Crédit: Getty Images

Kane, cela dit, n'est ni Zidane, ni Dennis Bergkamp, ni Roberto Baggio. Il y a du génie en lui, mais il n'en est pas un pour autant, pas comme eux. Sa grandeur est ailleurs, dans la complétude de son registre, dans la justesse de ses choix, dans sa capacité de combiner les rôles en un tout harmonieux. Contre Manchester City le week-end dernier, il en donna sans doute la plus belle démonstration, au point que les supporters des Spurs se posaient cette question après la rencontre : quand avaient-ils vu un de leurs joueurs faire une telle démonstration pour la dernière fois ?

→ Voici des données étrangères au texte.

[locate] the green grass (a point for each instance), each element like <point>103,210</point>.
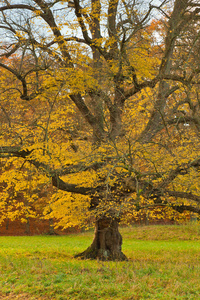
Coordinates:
<point>164,263</point>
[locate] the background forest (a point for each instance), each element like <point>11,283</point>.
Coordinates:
<point>99,110</point>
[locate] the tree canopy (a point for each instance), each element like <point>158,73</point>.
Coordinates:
<point>99,111</point>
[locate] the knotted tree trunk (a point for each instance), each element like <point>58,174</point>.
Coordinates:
<point>107,242</point>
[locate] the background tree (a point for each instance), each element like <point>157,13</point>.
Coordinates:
<point>132,93</point>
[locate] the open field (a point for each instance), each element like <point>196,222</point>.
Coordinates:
<point>164,263</point>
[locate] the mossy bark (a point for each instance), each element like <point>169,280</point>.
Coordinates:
<point>107,242</point>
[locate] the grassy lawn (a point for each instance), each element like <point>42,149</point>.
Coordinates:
<point>164,263</point>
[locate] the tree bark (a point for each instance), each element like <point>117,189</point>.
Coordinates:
<point>107,242</point>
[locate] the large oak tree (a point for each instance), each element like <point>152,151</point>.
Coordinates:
<point>126,74</point>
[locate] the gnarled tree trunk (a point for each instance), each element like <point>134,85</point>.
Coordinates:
<point>107,242</point>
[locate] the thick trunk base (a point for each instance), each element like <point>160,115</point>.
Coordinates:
<point>107,242</point>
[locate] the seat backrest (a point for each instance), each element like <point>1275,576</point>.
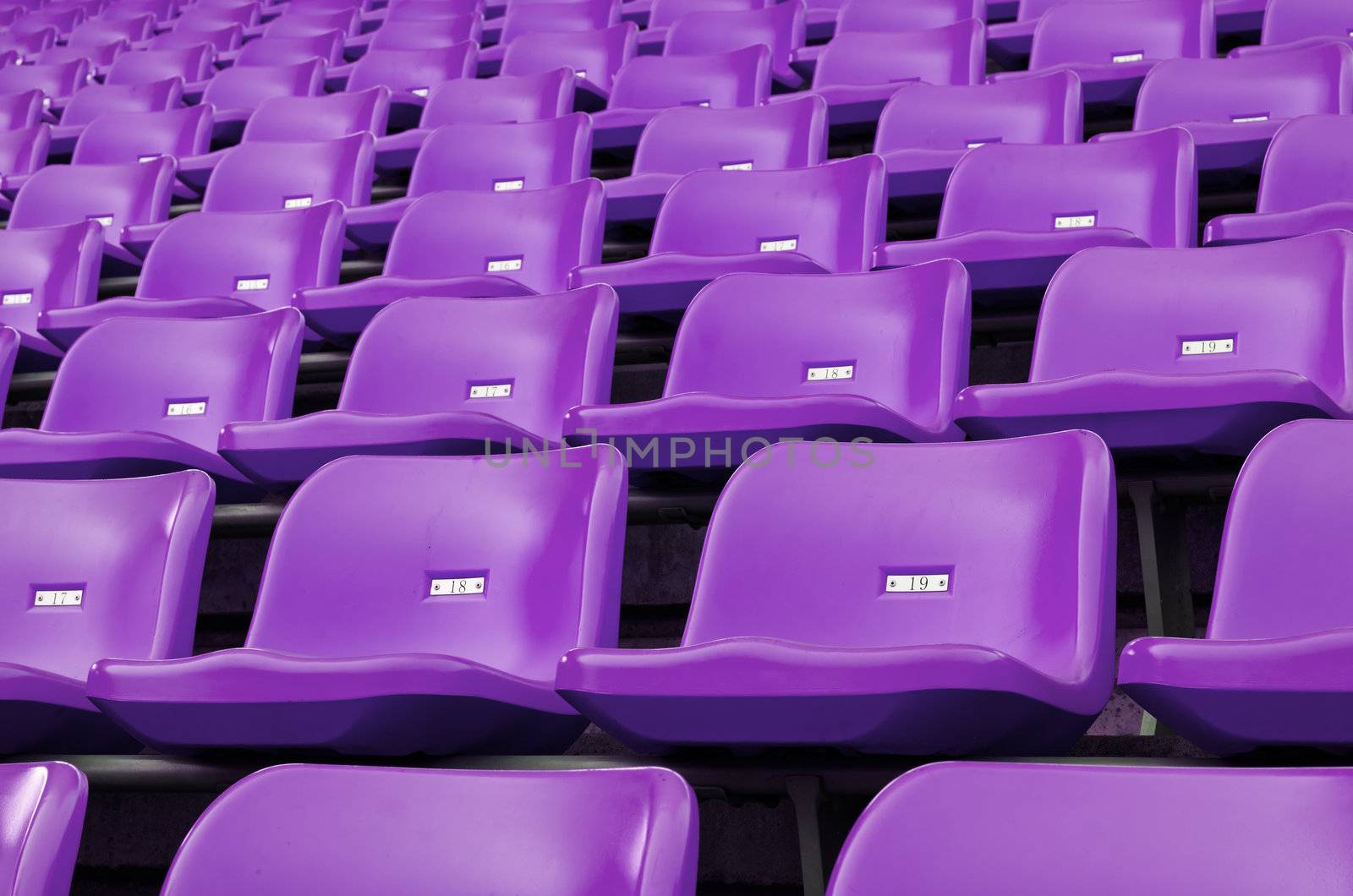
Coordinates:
<point>534,236</point>
<point>780,26</point>
<point>507,98</point>
<point>964,828</point>
<point>99,99</point>
<point>497,560</point>
<point>146,374</point>
<point>414,71</point>
<point>266,175</point>
<point>248,85</point>
<point>791,134</point>
<point>832,213</point>
<point>1044,108</point>
<point>556,18</point>
<point>1125,31</point>
<point>125,556</point>
<point>1287,20</point>
<point>1279,306</point>
<point>504,157</point>
<point>325,117</point>
<point>899,337</point>
<point>723,80</point>
<point>1282,554</point>
<point>189,64</point>
<point>261,258</point>
<point>1306,164</point>
<point>133,137</point>
<point>950,54</point>
<point>1253,87</point>
<point>1145,184</point>
<point>42,810</point>
<point>949,527</point>
<point>511,831</point>
<point>425,355</point>
<point>47,268</point>
<point>114,195</point>
<point>593,54</point>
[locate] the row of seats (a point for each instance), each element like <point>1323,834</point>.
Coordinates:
<point>473,607</point>
<point>1203,359</point>
<point>349,830</point>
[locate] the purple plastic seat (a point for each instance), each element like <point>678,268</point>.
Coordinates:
<point>297,119</point>
<point>1204,356</point>
<point>267,175</point>
<point>924,128</point>
<point>142,396</point>
<point>1306,186</point>
<point>419,621</point>
<point>471,244</point>
<point>1272,668</point>
<point>42,807</point>
<point>218,265</point>
<point>595,57</point>
<point>448,376</point>
<point>44,268</point>
<point>112,195</point>
<point>961,828</point>
<point>778,26</point>
<point>820,220</point>
<point>791,134</point>
<point>881,17</point>
<point>288,830</point>
<point>1014,213</point>
<point>859,72</point>
<point>126,587</point>
<point>886,641</point>
<point>762,358</point>
<point>649,85</point>
<point>507,98</point>
<point>1233,107</point>
<point>1113,46</point>
<point>494,157</point>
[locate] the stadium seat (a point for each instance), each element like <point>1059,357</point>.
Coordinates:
<point>128,587</point>
<point>820,220</point>
<point>139,396</point>
<point>884,641</point>
<point>42,807</point>
<point>961,828</point>
<point>448,376</point>
<point>270,175</point>
<point>1206,355</point>
<point>112,195</point>
<point>649,85</point>
<point>496,157</point>
<point>45,268</point>
<point>926,128</point>
<point>1113,47</point>
<point>1014,213</point>
<point>299,828</point>
<point>479,244</point>
<point>457,590</point>
<point>507,98</point>
<point>859,72</point>
<point>1271,669</point>
<point>778,26</point>
<point>683,139</point>
<point>1233,107</point>
<point>1306,186</point>
<point>762,358</point>
<point>594,57</point>
<point>221,263</point>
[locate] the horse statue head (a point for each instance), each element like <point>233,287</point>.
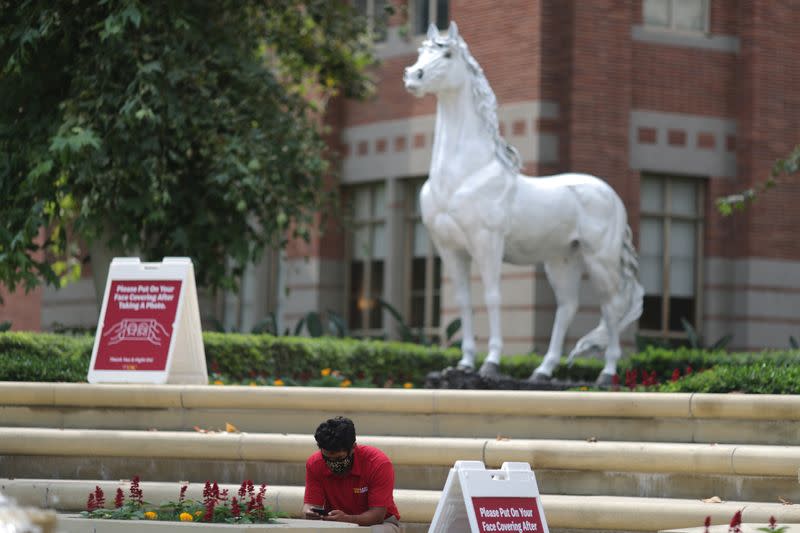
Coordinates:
<point>478,207</point>
<point>440,65</point>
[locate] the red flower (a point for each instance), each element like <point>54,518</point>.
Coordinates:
<point>243,489</point>
<point>91,505</point>
<point>99,497</point>
<point>736,521</point>
<point>630,378</point>
<point>209,516</point>
<point>136,492</point>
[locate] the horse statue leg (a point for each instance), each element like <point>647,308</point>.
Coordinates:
<point>565,278</point>
<point>457,264</point>
<point>490,262</point>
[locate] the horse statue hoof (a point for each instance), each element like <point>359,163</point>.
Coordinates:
<point>539,377</point>
<point>604,380</point>
<point>489,370</point>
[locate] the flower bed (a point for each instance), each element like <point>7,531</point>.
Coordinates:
<point>246,507</point>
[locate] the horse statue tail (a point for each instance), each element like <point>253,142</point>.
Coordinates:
<point>626,302</point>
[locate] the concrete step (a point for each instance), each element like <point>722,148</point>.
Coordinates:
<point>623,416</point>
<point>576,513</point>
<point>666,470</point>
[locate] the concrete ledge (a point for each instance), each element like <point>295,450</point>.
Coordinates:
<point>746,528</point>
<point>77,524</point>
<point>720,459</point>
<point>592,513</point>
<point>529,403</point>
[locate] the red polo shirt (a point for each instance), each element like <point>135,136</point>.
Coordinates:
<point>369,483</point>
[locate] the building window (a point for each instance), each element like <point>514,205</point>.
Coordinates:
<point>670,248</point>
<point>423,12</point>
<point>367,251</point>
<point>682,15</point>
<point>376,15</point>
<point>424,270</point>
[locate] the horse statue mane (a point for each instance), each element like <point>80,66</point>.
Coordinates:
<point>478,207</point>
<point>486,106</point>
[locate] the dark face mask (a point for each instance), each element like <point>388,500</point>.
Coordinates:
<point>339,466</point>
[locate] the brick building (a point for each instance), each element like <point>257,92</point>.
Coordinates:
<point>673,102</point>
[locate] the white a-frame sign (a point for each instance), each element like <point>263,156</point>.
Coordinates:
<point>489,501</point>
<point>149,327</point>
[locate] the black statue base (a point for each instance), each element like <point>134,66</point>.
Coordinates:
<point>460,378</point>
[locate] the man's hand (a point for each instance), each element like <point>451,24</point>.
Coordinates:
<point>308,514</point>
<point>374,515</point>
<point>339,516</point>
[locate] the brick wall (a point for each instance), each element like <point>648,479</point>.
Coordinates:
<point>769,115</point>
<point>23,310</point>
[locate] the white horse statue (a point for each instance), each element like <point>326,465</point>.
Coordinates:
<point>477,206</point>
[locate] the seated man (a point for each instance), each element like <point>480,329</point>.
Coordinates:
<point>347,482</point>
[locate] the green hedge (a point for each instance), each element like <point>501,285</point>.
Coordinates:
<point>765,377</point>
<point>263,358</point>
<point>44,357</point>
<point>665,361</point>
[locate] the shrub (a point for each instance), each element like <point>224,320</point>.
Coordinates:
<point>764,377</point>
<point>665,361</point>
<point>44,357</point>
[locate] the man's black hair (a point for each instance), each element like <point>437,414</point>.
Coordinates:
<point>336,434</point>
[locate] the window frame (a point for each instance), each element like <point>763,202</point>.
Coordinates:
<point>665,215</point>
<point>412,216</point>
<point>353,224</point>
<point>672,28</point>
<point>369,14</point>
<point>432,12</point>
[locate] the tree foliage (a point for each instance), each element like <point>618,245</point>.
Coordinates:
<point>187,127</point>
<point>782,167</point>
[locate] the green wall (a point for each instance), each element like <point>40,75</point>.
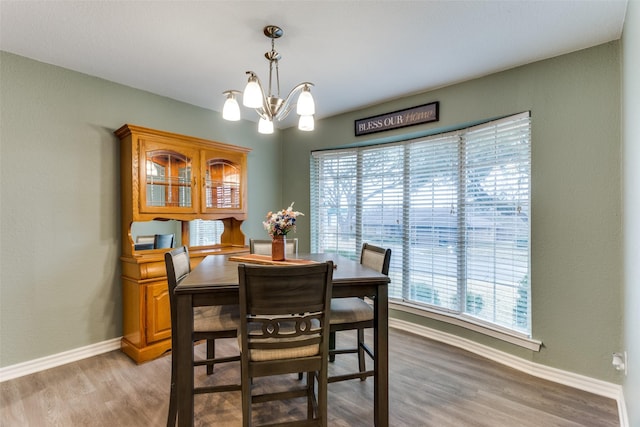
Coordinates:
<point>576,262</point>
<point>631,205</point>
<point>60,199</point>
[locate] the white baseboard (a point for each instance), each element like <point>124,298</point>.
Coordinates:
<point>47,362</point>
<point>601,388</point>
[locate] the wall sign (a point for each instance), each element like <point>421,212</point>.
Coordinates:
<point>398,119</point>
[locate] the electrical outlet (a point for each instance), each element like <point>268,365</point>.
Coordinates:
<point>619,362</point>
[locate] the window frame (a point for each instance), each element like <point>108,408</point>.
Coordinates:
<point>454,315</point>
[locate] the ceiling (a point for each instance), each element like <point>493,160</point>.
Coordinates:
<point>357,53</point>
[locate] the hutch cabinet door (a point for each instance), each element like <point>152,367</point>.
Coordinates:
<point>167,178</point>
<point>223,182</point>
<point>158,311</point>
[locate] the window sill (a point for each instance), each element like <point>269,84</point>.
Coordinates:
<point>503,335</point>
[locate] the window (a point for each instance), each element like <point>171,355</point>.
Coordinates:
<point>205,233</point>
<point>454,209</point>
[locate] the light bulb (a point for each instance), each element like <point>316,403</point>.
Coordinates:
<point>231,109</point>
<point>306,106</point>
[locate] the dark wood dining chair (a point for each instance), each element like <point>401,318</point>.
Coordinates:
<point>163,241</point>
<point>356,314</point>
<point>284,329</point>
<point>263,247</point>
<point>209,323</point>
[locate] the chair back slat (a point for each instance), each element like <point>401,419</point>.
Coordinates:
<point>263,247</point>
<point>283,310</point>
<point>376,258</point>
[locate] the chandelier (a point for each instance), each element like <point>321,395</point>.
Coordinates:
<point>270,106</point>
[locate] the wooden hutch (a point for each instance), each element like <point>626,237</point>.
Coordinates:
<point>165,176</point>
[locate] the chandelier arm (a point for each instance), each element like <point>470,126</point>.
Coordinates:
<point>265,103</point>
<point>287,105</point>
<point>263,114</point>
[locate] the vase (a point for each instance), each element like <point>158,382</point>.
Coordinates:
<point>278,245</point>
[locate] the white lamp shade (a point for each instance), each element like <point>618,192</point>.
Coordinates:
<point>306,123</point>
<point>252,95</point>
<point>265,126</point>
<point>231,109</point>
<point>306,106</point>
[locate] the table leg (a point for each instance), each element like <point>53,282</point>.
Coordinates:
<point>381,361</point>
<point>184,353</point>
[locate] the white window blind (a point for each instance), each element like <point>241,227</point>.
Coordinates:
<point>454,209</point>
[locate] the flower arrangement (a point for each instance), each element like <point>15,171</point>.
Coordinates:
<point>281,222</point>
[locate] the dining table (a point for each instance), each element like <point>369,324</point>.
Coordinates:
<point>215,282</point>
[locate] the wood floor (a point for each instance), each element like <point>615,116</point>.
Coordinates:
<point>431,384</point>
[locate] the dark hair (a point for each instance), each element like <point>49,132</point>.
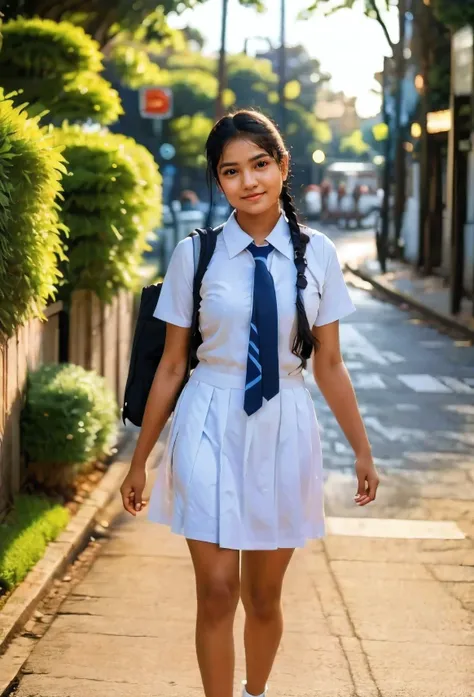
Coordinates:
<point>261,130</point>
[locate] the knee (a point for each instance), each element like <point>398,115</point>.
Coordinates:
<point>218,599</point>
<point>263,603</point>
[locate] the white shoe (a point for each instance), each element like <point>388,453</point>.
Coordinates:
<point>246,694</point>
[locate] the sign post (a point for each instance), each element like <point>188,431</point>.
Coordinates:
<point>156,103</point>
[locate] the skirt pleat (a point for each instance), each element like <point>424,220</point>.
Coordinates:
<point>241,482</point>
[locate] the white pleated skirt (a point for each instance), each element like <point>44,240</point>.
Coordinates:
<point>248,483</point>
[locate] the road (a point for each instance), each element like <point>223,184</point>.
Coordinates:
<point>383,606</point>
<point>415,388</point>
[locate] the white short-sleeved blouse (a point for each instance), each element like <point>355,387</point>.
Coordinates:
<point>227,289</point>
<point>245,482</point>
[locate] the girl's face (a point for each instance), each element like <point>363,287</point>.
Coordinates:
<point>249,177</point>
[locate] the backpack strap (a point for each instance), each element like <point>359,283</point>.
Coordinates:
<point>204,244</point>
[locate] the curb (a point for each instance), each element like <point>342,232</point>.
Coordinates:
<point>60,553</point>
<point>399,296</point>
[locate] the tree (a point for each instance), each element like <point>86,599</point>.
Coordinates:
<point>30,230</point>
<point>371,8</point>
<point>102,19</point>
<point>355,144</point>
<point>454,13</point>
<point>56,66</point>
<point>189,135</point>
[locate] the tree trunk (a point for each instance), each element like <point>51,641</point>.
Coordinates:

Une bouderie et un début de saison raté

Le Lucas Moura du triplé contre l'Ajax ? Non. Le Brésilien avait été la star d'un invraisemblable scénario, mais il n'avait pas survolé le match comme Kane l'avait fait contre les Citizens, dans tous les registres. Gareth Bale, alors, dans une autre fameuse soirée européenne, contre l'Inter, le 28 octobre 2010, le soir où il martyrisa le pauvre Maicon. La barre est placée très haut.
Le paradoxe est que le match-chef d'œuvre qu'il proposa contre Manchester City n'était pas au diapason de ce qu'on a vu de lui depuis le début de la saison. Mal, très mal conseillé par son frère agent Charlie, lequel s'imaginait pouvoir embobiner les dirigeants des Spurs, il s'enferma tout l'été dans une bouderie qui fut à deux doigts de lui coûter l'affection des supporters londoniens, et précipita le pire début de campagne de sa carrière, avec un seul but marqué lors de ses treize premiers matches de championnat.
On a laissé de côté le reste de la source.